Venezuelan baseball player (born 1989)

Edgar Alexander Ibarra (born May 31, 1989) is a Venezuelan former professional baseball pitcher. He played in two games for the Los Angeles Angels of Anaheim of Major League Baseball in 2015.

==Career==
===Minnesota Twins===
Ibarra began his professional career with the Minnesota Twins organization. He made his professional debut in 2008 with the Gulf Coast League Twins, recording a 3.12 ERA in 10 appearances. In 2009, Ibarra played for the rookie-level Elizabethton Twins, pitching to a 6-2 record and 2.84 ERA in 50 2/3 innings of work. He spent the 2010 season with the Single-A Beloit Snappers, pitching to a 6-11 record and 4.81 ERA in 33 appearances. The next year, Ibarra played for the High-A Fort Myers Miracle, registering a 5-10 record and 5.16 ERA in 106 1/3 innings pitched.

Ibarra split the 2012 season between the Double-A New Britain Rock Cats and Fort Myers, accumulating a 3-4 record and 4.69 ERA in 42 games. In 2013, Ibarra split the year between the Triple-A Rochester Red Wings and New Britain, posting a stellar 1.93 ERA with 54 strikeouts in 60 2/3 innings for the two affiliates. On November 4, 2013, the Twins purchased Ibarra's contract, adding him to their 40-man roster. On August 31, 2014, Ibarra was removed from the 40-man roster and sent outright to Triple-A Rochester. Ibarra spent the 2014 season split between Rochester and New Britain, pitching to a 4.22 ERA over 40 total appearances.

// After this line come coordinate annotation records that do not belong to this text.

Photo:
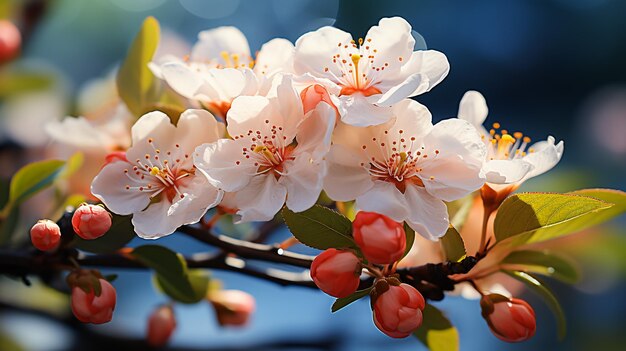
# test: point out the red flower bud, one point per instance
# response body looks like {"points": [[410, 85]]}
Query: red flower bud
{"points": [[89, 308], [10, 41], [398, 310], [91, 221], [232, 307], [336, 272], [161, 325], [314, 94], [510, 320], [45, 235], [381, 239]]}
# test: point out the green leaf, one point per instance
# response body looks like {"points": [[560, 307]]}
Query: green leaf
{"points": [[120, 234], [134, 79], [345, 301], [171, 273], [320, 227], [541, 262], [436, 332], [542, 290], [30, 179], [453, 245], [537, 217], [410, 238]]}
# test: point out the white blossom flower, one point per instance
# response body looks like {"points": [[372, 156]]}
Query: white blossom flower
{"points": [[157, 182], [406, 168], [275, 156], [510, 159], [373, 74], [221, 68]]}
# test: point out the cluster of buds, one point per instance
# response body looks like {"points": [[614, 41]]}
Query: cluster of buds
{"points": [[88, 221], [510, 319], [93, 297], [397, 307]]}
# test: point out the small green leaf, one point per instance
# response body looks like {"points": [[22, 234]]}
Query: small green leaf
{"points": [[541, 262], [542, 290], [120, 234], [436, 332], [537, 217], [320, 227], [171, 273], [345, 301], [134, 79], [32, 178], [453, 245], [410, 238]]}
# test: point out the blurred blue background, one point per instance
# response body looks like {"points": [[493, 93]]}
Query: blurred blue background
{"points": [[552, 67]]}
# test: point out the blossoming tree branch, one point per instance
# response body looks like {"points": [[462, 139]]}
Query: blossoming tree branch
{"points": [[323, 136]]}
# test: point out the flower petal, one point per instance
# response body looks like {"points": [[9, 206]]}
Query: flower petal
{"points": [[275, 56], [212, 43], [545, 155], [455, 158], [506, 171], [303, 180], [261, 199], [346, 177], [218, 161], [473, 108], [110, 187], [428, 215]]}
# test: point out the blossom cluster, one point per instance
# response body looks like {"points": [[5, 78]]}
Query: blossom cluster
{"points": [[330, 113]]}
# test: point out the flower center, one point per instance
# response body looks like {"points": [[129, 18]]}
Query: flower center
{"points": [[356, 67], [396, 160], [503, 146], [159, 173]]}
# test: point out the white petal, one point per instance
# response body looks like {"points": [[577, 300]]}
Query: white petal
{"points": [[315, 131], [249, 113], [218, 162], [506, 171], [393, 43], [415, 82], [188, 83], [275, 56], [154, 125], [456, 170], [385, 198], [432, 65], [428, 215], [315, 50], [358, 111], [346, 178], [544, 157], [110, 187], [303, 180], [154, 223], [473, 108], [261, 199], [212, 43]]}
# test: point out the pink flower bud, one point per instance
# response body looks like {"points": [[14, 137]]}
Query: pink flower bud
{"points": [[381, 239], [232, 307], [45, 235], [398, 310], [161, 325], [89, 308], [313, 95], [510, 320], [10, 41], [336, 272], [91, 221]]}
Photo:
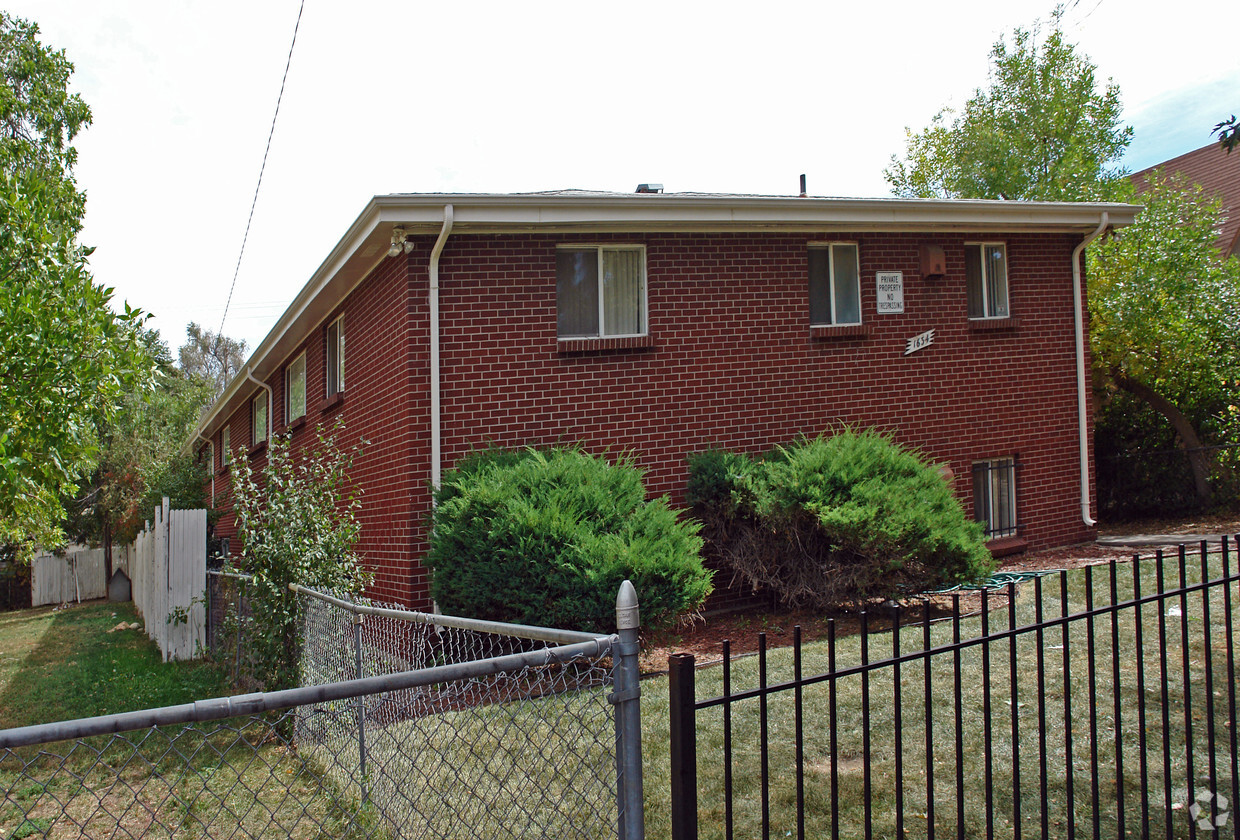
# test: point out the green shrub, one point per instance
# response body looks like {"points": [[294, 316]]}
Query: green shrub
{"points": [[831, 520], [547, 536]]}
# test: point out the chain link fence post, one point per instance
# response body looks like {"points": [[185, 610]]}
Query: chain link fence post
{"points": [[361, 707], [626, 697]]}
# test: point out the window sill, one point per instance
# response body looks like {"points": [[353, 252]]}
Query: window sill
{"points": [[1005, 546], [842, 331], [593, 345], [993, 324], [331, 402]]}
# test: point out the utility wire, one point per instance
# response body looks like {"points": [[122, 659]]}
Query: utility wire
{"points": [[257, 186]]}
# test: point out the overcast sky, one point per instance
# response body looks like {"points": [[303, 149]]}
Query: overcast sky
{"points": [[510, 97]]}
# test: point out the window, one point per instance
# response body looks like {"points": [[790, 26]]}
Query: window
{"points": [[835, 284], [258, 411], [600, 292], [986, 279], [995, 496], [295, 390], [336, 356]]}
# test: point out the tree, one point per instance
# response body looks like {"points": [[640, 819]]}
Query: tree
{"points": [[1042, 130], [141, 457], [1163, 308], [211, 357], [298, 524], [66, 357]]}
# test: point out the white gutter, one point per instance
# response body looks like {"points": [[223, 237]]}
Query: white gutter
{"points": [[1081, 413], [435, 413], [270, 405]]}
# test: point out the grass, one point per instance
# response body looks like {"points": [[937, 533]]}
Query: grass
{"points": [[227, 778], [852, 758]]}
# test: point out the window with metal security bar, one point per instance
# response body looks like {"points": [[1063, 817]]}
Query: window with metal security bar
{"points": [[995, 496], [835, 284], [986, 279], [600, 292]]}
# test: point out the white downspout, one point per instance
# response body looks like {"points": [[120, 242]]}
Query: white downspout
{"points": [[211, 468], [270, 403], [435, 420], [1081, 413]]}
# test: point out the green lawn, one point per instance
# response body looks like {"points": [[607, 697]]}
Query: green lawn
{"points": [[232, 778]]}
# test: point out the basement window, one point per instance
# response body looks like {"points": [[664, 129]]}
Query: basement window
{"points": [[995, 496], [600, 292]]}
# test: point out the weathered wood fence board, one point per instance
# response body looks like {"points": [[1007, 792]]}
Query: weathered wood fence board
{"points": [[168, 576], [78, 575]]}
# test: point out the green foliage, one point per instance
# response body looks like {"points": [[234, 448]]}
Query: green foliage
{"points": [[141, 458], [66, 357], [1040, 130], [547, 536], [210, 357], [848, 518], [1163, 308], [298, 524]]}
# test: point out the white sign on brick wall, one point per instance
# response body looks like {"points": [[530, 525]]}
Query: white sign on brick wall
{"points": [[890, 293]]}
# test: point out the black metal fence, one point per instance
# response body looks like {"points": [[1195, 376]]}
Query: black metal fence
{"points": [[1099, 702]]}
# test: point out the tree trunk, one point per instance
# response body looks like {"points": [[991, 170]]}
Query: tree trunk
{"points": [[1188, 438]]}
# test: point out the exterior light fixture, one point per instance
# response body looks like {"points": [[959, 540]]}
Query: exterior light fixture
{"points": [[399, 242]]}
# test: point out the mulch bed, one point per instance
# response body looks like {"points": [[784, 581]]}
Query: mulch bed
{"points": [[703, 635]]}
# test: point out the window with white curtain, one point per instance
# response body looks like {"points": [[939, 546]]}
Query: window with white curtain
{"points": [[295, 390], [335, 355], [600, 290], [258, 411], [835, 284], [986, 279], [995, 496]]}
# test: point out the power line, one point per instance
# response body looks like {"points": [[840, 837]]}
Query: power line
{"points": [[261, 170]]}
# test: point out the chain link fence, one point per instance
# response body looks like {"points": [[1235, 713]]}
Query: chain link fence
{"points": [[407, 726]]}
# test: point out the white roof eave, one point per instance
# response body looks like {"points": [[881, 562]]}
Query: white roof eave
{"points": [[365, 243]]}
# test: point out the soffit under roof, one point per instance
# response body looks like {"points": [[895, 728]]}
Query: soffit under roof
{"points": [[365, 245]]}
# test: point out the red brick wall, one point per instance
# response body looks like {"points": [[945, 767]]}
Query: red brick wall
{"points": [[730, 362], [380, 411]]}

===Los Angeles Angels of Anaheim===
On December 5, 2014, Ibarra signed a minor league contract with the Los Angeles Angels of Anaheim organization that included an invitation to Spring Training. Ibarra was assigned to the Triple-A Salt Lake Bees to begin the year. On June 1, 2015, Ibarra was selected to the 40-man roster and promoted to the major leagues for the first time. He made his MLB on the next day, pitching two scoreless innings against the Tampa Bay Rays. In the game, Ibarra recorded his first major league strikeout, punching out Rays outfielder Brandon Guyer. Ibarra would appear in one more game on June 5, allowing one run in two innings before being optioned down to Triple-A after the game. On June 28, Ibarra was removed from the 40-man roster and sent outright to Triple-A Salt Lake. He spent the remainder of the year in Salt Lake and elected free agency on October 14.

===Philadelphia Phillies===
On January 25, 2016, Ibarra signed a minor league contract with the Philadelphia Phillies organization. Ibarra was released by the team at the end of Spring Training on March 31.